Hirnphysiologisch betrachtet, wird die Persönlichkeit eines Menschen durch drei Ebenen des limbischen Systems und eine vierte Ebene der Großhirnrinde bestimmt. Wenn Coaching oder Therapie erfolgreich sind, dann bewirken sie Veränderungen in diesen unterschiedlichen Bereichen des Gehirns. Veränderungen in der bewussten kognitiv-sprachlichen Großhirnrinde sind am wenigsten langfristig wirksam – Veränderungen in der bewussten limbischen Ebene sind wirksamer. Langfristig am wirksamsten sind Veränderungen in den unbewussten limbischen Ebenen außerhalb der Großhirnrinde.
Es hängt nun zum einen von den Methoden ab, welche Hirngebiete angesprochen werden. Zum anderen braucht es allerdings auch Zeit und Geduld, um die Denk-, Fühl- und Handlungsgewohnheiten zu verändern, die in den unbewussten limbischen Ebenen gespeichert sind. Tiefgreifende Persönlichkeitsentwicklung beansprucht daher mehr Zeit.

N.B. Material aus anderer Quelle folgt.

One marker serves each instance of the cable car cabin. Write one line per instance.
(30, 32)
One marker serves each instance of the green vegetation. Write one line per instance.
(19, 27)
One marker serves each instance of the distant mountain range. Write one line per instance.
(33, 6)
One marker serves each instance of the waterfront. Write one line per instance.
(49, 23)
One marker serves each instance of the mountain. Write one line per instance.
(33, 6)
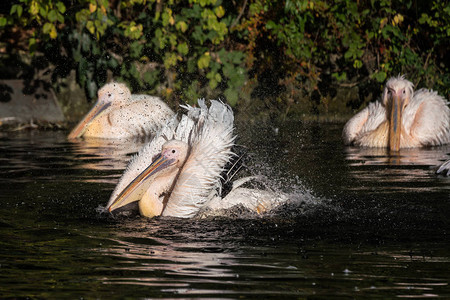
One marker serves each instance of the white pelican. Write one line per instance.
(402, 119)
(118, 114)
(444, 169)
(180, 176)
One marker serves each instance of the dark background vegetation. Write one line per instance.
(289, 57)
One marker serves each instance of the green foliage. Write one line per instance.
(214, 48)
(316, 47)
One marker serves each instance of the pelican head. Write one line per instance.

Coaching kann aufgrund des kürzeren zeitlichen Rahmens hier nur ein „Öffner“ sein. Schwerwiegende Probleme sind daher besser in einem therapeutischen Kontext aufgehoben, in dem eine intensivere Begleitung möglich ist.

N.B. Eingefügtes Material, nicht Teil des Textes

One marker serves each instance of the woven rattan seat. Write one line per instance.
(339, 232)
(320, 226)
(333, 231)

[4] Es gibt eine Fülle von Persönlichkeitsmodellen und Typologisierungen (MBTI, Big Five, DISG, Reiss, MSA usw.), die über Coaches angeboten werden. Welche passen am besten zu Eurem Ansatz?
// ALICE RYBA: Wir beziehen uns auf das neurowissenschaftliche Vier-Ebenen-Modell der Persönlichkeit und der Psyche, welches wir in Zukunft noch weiterentwickeln werden. Aus diesem Modell ergeben sich unter anderem Persönlichkeitstypen usw. Angeregt wurde das Modell von der Operationalisierten Psychodynamischen Diagnostik (OPD), die auch im Coaching ihre Relevanz hat (siehe dazu Möller/Kotte (2013): Diagnostik im Coaching).
[5] Wie wichtig ist die Bereitschaft des Klienten/Patienten für den Behandlungserfolg? Würdest Du hier ein Prozent-Aussage wagen? Und – bei allen Fähigkeiten und Merkmalen, die ein guter Coach/Therapeut aufweisen sollte – wie kann ein Mensch erkennen, dass er ein guter Klient/Patient ist?
// ALICE RYBA: Die Bereitschaft und Motivation des Klienten ist aus meiner Sicht das Fundament für den Behandlungserfolg. Erickson testete daher häufig die Motivation seiner Patienten, weil er diese als essentiell betrachtete.
Meiner Meinung nach gibt es keine guten oder schlechten Klienten. Es ist Aufgabe des Beraters auf die individuellen Bedürfnisse, die vorhandenen Fähigkeiten und Merkmale des Klienten einzugehen. Kurz: den Klienten dort abzuholen wo er ist. Das geht natürlich nur, wenn der Klient offen und motiviert für den Beratungsprozess ist und entsprechend mitarbeitet.
Ich würde eher den Tipp geben darauf zu achten, ob zwischen Klient und Berater eine tragfähige, vertrauensvolle Beziehung möglich ist.